C’est ainsi que, contrairement à certaines organisation internationale comme l’Organisation mondiale de la santé (OMS) dont les normes sont directement issues du travail de ses experts, l’OMC ne décide de rien elle-même254. Un autre indicateur de la résistance de l’OMC, c’est la pratique des « chambres vertes »255 lors des négociations commerciales. Il s’agit d’une pratique informelle mise en place pendant le GATT sous la direction d’Arthur DUNKEL256.
Celle-ci consiste en effet à réunir dans un cadre restreint, en l’occurrence dans une confortable salle verte, sur convoc
ation du directeur général, des Membres récalcitrants, les tenants d’une solution et les indécis afin de traiter du processus d’ensemble de la négociation ou de thèmes sectoriels. De ce cadre restreint et à huit clos, les participants ne peuvent sortir que lorsque qu’un accord est trouvé. Les absents n’auront dès lors qu’à se rallier à la position de leur chef de file. Cette stratégie permet d’attester de la capacité d’adaptation de l’OMC.

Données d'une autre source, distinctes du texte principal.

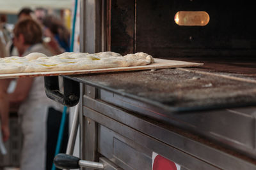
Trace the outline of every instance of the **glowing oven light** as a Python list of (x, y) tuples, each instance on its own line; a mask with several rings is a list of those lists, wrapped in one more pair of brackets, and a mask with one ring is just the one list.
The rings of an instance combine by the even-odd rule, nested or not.
[(175, 15), (174, 20), (175, 20), (176, 24), (179, 23), (179, 15)]
[(205, 26), (210, 20), (205, 11), (179, 11), (174, 17), (175, 23), (180, 26)]

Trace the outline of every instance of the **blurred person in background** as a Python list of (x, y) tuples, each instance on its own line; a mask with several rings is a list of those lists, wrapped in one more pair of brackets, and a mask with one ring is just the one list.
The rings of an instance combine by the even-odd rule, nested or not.
[[(43, 45), (42, 28), (34, 20), (26, 18), (19, 21), (13, 34), (14, 45), (20, 56), (26, 56), (32, 52), (52, 55)], [(51, 148), (54, 152), (56, 144), (52, 141), (48, 142), (51, 139), (50, 134), (52, 135), (51, 132), (54, 129), (52, 127), (47, 128), (47, 117), (58, 115), (61, 117), (60, 110), (63, 106), (46, 97), (44, 77), (42, 76), (17, 79), (16, 89), (8, 96), (8, 99), (10, 104), (21, 103), (18, 111), (23, 135), (20, 169), (51, 169), (46, 167), (51, 167), (54, 155), (47, 148), (53, 146)], [(55, 121), (52, 118), (51, 120)], [(58, 128), (58, 124), (53, 125)], [(65, 152), (67, 143), (68, 131), (67, 124), (64, 133), (66, 136), (63, 138), (67, 139), (63, 140), (61, 145), (63, 152)], [(54, 136), (58, 136), (58, 131), (57, 135), (54, 134)], [(51, 161), (49, 157), (51, 157)]]
[(44, 18), (45, 17), (47, 12), (44, 8), (40, 7), (36, 8), (35, 10), (35, 16), (36, 20), (41, 24), (43, 25)]
[(35, 18), (34, 11), (30, 8), (26, 7), (20, 10), (18, 13), (18, 20), (22, 20), (27, 18)]
[(63, 22), (54, 15), (46, 16), (43, 20), (44, 36), (51, 39), (48, 43), (51, 51), (58, 55), (70, 51), (70, 32)]
[(6, 141), (10, 136), (9, 102), (7, 94), (7, 88), (10, 82), (10, 80), (0, 80), (0, 122), (1, 131), (4, 141)]
[[(19, 20), (26, 19), (26, 18), (35, 18), (34, 11), (30, 9), (29, 8), (24, 8), (20, 10), (19, 12), (18, 17), (18, 22)], [(15, 46), (14, 46), (13, 41), (10, 41), (9, 43), (6, 45), (6, 51), (7, 51), (7, 57), (10, 56), (18, 56), (19, 52)]]

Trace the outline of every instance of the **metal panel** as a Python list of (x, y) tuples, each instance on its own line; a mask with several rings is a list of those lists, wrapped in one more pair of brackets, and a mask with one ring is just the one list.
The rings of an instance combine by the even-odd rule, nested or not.
[(81, 51), (95, 53), (101, 51), (102, 1), (82, 0), (81, 1), (80, 41)]
[[(166, 124), (150, 120), (146, 118), (143, 118), (143, 117), (135, 113), (136, 112), (126, 112), (118, 108), (88, 97), (84, 97), (84, 99), (85, 101), (84, 104), (87, 107), (221, 169), (253, 169), (256, 168), (253, 160), (221, 147), (220, 145), (216, 145), (216, 143), (204, 138)], [(85, 115), (87, 115), (88, 113), (92, 113), (92, 110), (84, 108), (84, 113)], [(102, 124), (102, 121), (100, 122), (100, 124)], [(116, 132), (118, 131), (116, 128), (113, 129), (115, 129)], [(134, 141), (136, 140), (134, 139)], [(166, 155), (170, 156), (168, 153)]]
[[(214, 139), (256, 157), (254, 107), (163, 115), (161, 108), (100, 90), (100, 99)], [(243, 113), (244, 111), (244, 113)]]
[[(113, 119), (107, 117), (88, 108), (84, 108), (84, 114), (86, 117), (93, 120), (93, 121), (95, 121), (110, 129), (113, 129), (113, 131), (118, 134), (125, 136), (131, 141), (136, 141), (136, 143), (139, 145), (143, 145), (144, 147), (148, 148), (152, 151), (154, 151), (159, 154), (161, 154), (166, 158), (184, 166), (187, 169), (220, 169), (212, 165), (195, 158), (191, 155), (177, 150), (175, 148), (172, 147), (163, 142), (150, 138), (141, 132), (135, 131), (129, 127), (125, 126), (124, 124), (115, 121)], [(107, 145), (106, 147), (109, 147), (109, 146)], [(125, 167), (122, 166), (123, 164), (118, 164), (118, 161), (115, 161), (116, 160), (111, 159), (109, 159), (113, 160), (114, 163), (120, 166), (121, 167), (125, 169)], [(136, 166), (135, 162), (132, 162), (132, 163), (134, 164), (129, 164), (129, 166)], [(135, 169), (136, 169), (136, 167), (133, 168)], [(232, 169), (238, 169), (236, 168)], [(249, 168), (246, 169), (253, 169)]]

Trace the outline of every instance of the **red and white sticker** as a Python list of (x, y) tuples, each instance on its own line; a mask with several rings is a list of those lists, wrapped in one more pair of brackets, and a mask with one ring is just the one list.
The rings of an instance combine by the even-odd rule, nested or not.
[(153, 152), (152, 169), (180, 170), (180, 166)]

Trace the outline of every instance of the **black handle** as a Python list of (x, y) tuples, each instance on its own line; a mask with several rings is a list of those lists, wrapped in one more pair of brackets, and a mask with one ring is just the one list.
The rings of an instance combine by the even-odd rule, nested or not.
[(59, 153), (55, 156), (53, 162), (56, 167), (60, 169), (77, 169), (80, 166), (78, 164), (79, 158), (74, 156)]
[(63, 77), (63, 92), (60, 90), (58, 76), (44, 77), (46, 96), (65, 106), (76, 106), (79, 101), (79, 83)]

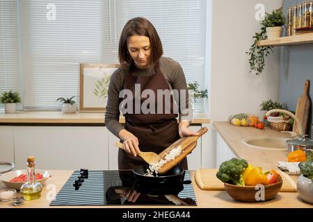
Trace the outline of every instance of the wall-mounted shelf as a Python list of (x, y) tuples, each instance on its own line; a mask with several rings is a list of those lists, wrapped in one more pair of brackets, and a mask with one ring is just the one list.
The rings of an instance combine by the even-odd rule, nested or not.
[(287, 46), (313, 42), (313, 33), (300, 34), (294, 36), (278, 37), (277, 39), (261, 40), (258, 45), (260, 46)]

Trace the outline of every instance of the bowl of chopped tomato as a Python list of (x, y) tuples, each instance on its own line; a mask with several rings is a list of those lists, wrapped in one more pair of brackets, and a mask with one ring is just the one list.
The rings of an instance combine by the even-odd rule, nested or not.
[[(46, 170), (35, 170), (36, 181), (44, 185), (45, 182), (50, 177), (50, 174)], [(2, 174), (0, 176), (1, 180), (6, 187), (10, 189), (19, 189), (22, 185), (27, 181), (26, 171), (17, 170)]]

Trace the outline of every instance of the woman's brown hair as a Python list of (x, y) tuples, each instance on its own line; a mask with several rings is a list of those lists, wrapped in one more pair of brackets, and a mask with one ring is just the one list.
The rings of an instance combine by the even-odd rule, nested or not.
[(123, 69), (132, 62), (127, 49), (128, 38), (131, 35), (144, 35), (150, 41), (151, 56), (150, 67), (153, 68), (163, 55), (162, 43), (154, 26), (144, 17), (136, 17), (128, 21), (122, 31), (118, 46), (118, 59)]

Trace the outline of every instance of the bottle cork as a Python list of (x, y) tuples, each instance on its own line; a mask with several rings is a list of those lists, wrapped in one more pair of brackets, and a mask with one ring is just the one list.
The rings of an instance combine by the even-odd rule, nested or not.
[(35, 157), (31, 155), (27, 157), (27, 166), (33, 167), (35, 166)]

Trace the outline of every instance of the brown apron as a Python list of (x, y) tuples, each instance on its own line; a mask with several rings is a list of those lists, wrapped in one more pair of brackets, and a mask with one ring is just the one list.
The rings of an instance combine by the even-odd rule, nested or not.
[[(155, 73), (149, 76), (136, 76), (133, 75), (134, 65), (131, 66), (127, 74), (126, 80), (123, 83), (123, 89), (129, 89), (135, 95), (135, 84), (141, 85), (141, 94), (144, 89), (152, 89), (157, 96), (157, 89), (168, 89), (170, 88), (159, 65), (155, 66)], [(125, 129), (134, 134), (139, 140), (139, 148), (144, 152), (154, 152), (157, 154), (170, 146), (176, 140), (179, 139), (178, 133), (178, 123), (176, 119), (177, 114), (174, 114), (174, 109), (177, 108), (174, 103), (173, 96), (170, 99), (170, 113), (165, 112), (165, 96), (163, 99), (157, 98), (155, 101), (155, 112), (158, 106), (163, 105), (162, 114), (143, 114), (141, 110), (140, 114), (125, 113)], [(145, 100), (141, 99), (141, 105)], [(132, 101), (133, 108), (135, 110), (135, 99)], [(161, 103), (163, 102), (163, 105)], [(175, 112), (177, 113), (177, 112)], [(135, 166), (143, 165), (145, 162), (139, 156), (126, 153), (122, 149), (118, 151), (118, 168), (119, 169), (133, 169)], [(188, 169), (187, 160), (184, 158), (179, 164), (184, 169)]]

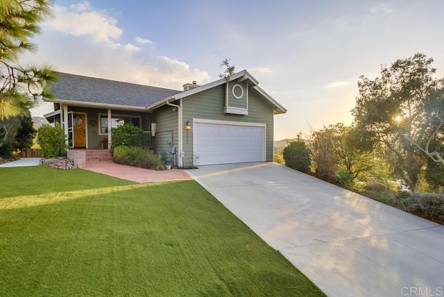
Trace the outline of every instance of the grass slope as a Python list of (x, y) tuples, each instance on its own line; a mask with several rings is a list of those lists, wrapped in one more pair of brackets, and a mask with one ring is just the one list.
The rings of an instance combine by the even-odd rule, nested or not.
[(0, 169), (0, 296), (323, 296), (194, 181)]

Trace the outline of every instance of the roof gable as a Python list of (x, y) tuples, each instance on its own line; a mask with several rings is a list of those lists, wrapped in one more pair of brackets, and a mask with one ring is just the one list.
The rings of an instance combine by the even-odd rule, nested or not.
[(95, 108), (153, 110), (230, 81), (244, 80), (273, 105), (275, 114), (287, 112), (282, 105), (257, 86), (259, 82), (246, 70), (185, 92), (59, 73), (58, 81), (51, 85), (51, 92), (56, 96), (51, 101)]
[(287, 109), (285, 109), (285, 108), (284, 108), (282, 105), (278, 103), (278, 101), (276, 101), (274, 99), (273, 99), (271, 96), (268, 95), (266, 92), (265, 92), (265, 91), (264, 91), (257, 85), (259, 84), (259, 81), (257, 81), (257, 80), (256, 80), (256, 78), (255, 78), (246, 70), (242, 70), (241, 71), (234, 74), (230, 76), (213, 81), (212, 83), (207, 83), (206, 85), (203, 85), (202, 86), (200, 86), (191, 90), (189, 90), (188, 91), (182, 92), (178, 94), (172, 95), (169, 98), (166, 98), (164, 100), (162, 100), (159, 102), (156, 102), (152, 105), (148, 106), (148, 108), (149, 110), (153, 110), (160, 106), (162, 106), (164, 104), (166, 104), (167, 102), (171, 102), (174, 100), (186, 98), (194, 94), (199, 93), (200, 92), (211, 89), (218, 85), (223, 85), (230, 81), (241, 82), (247, 80), (250, 83), (252, 84), (253, 89), (257, 91), (259, 94), (260, 94), (262, 96), (264, 96), (265, 99), (270, 101), (274, 105), (275, 114), (287, 112)]
[(181, 91), (59, 73), (51, 92), (56, 100), (146, 108)]

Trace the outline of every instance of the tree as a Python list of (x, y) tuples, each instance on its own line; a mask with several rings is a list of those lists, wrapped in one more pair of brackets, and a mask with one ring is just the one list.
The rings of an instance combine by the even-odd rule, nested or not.
[(330, 126), (330, 128), (334, 131), (333, 150), (342, 170), (356, 178), (373, 167), (373, 141), (370, 133), (343, 123)]
[(339, 162), (334, 149), (335, 136), (336, 131), (332, 126), (324, 127), (316, 131), (311, 130), (311, 135), (306, 141), (315, 173), (323, 178), (332, 178)]
[(234, 68), (235, 67), (234, 67), (234, 65), (230, 65), (230, 60), (231, 59), (228, 59), (228, 58), (225, 58), (221, 62), (221, 67), (227, 67), (225, 69), (225, 71), (223, 71), (223, 74), (220, 74), (219, 75), (219, 76), (221, 78), (225, 78), (230, 77), (232, 75), (234, 74)]
[(311, 163), (310, 151), (304, 142), (291, 142), (284, 148), (282, 155), (285, 164), (289, 167), (301, 172), (308, 172), (310, 170)]
[(0, 120), (0, 155), (10, 156), (14, 151), (14, 137), (20, 128), (20, 118), (10, 117)]
[(426, 163), (420, 147), (427, 137), (436, 136), (430, 133), (434, 130), (430, 127), (439, 127), (432, 124), (427, 111), (434, 101), (433, 94), (442, 88), (442, 81), (433, 76), (436, 69), (432, 62), (433, 59), (416, 53), (398, 60), (390, 67), (382, 67), (380, 78), (361, 76), (359, 95), (352, 110), (355, 125), (373, 133), (375, 141), (384, 144), (393, 156), (395, 173), (413, 190)]
[(14, 148), (20, 150), (31, 148), (36, 134), (37, 130), (34, 128), (33, 118), (28, 112), (28, 114), (20, 117), (20, 128), (15, 135)]
[(0, 120), (24, 115), (28, 102), (51, 98), (49, 83), (57, 78), (50, 67), (17, 65), (19, 56), (35, 51), (30, 38), (51, 17), (50, 0), (2, 0), (0, 4)]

L’OMC est le fruit de plusieurs négociations qui se sont tenues dans le cadre du cycle d’Uruguay de 1986 à 1994 mais aussi celles qui ont eu lieu antérieurement dans le cadre du GAAT. Quant aux dernières grandes négociations qui ont été lancées en 2001 dans le cadre du Cycle de Doha, malgré quelques avancées obtenues lors des Conférences ministérielles de Bali (2013) et de Nairobi (2015), notamment avec la conclusion d’un Accord sur la facilitation des échanges (AFE)257, les lignes n’ont pas pour l’instant suffisamment bougé pour permettre à ce cycle d’aboutir.
Néanmoins, la mission de l’OMC va encore plus loin en intégrant la gestion des accords commerciaux multilatéraux.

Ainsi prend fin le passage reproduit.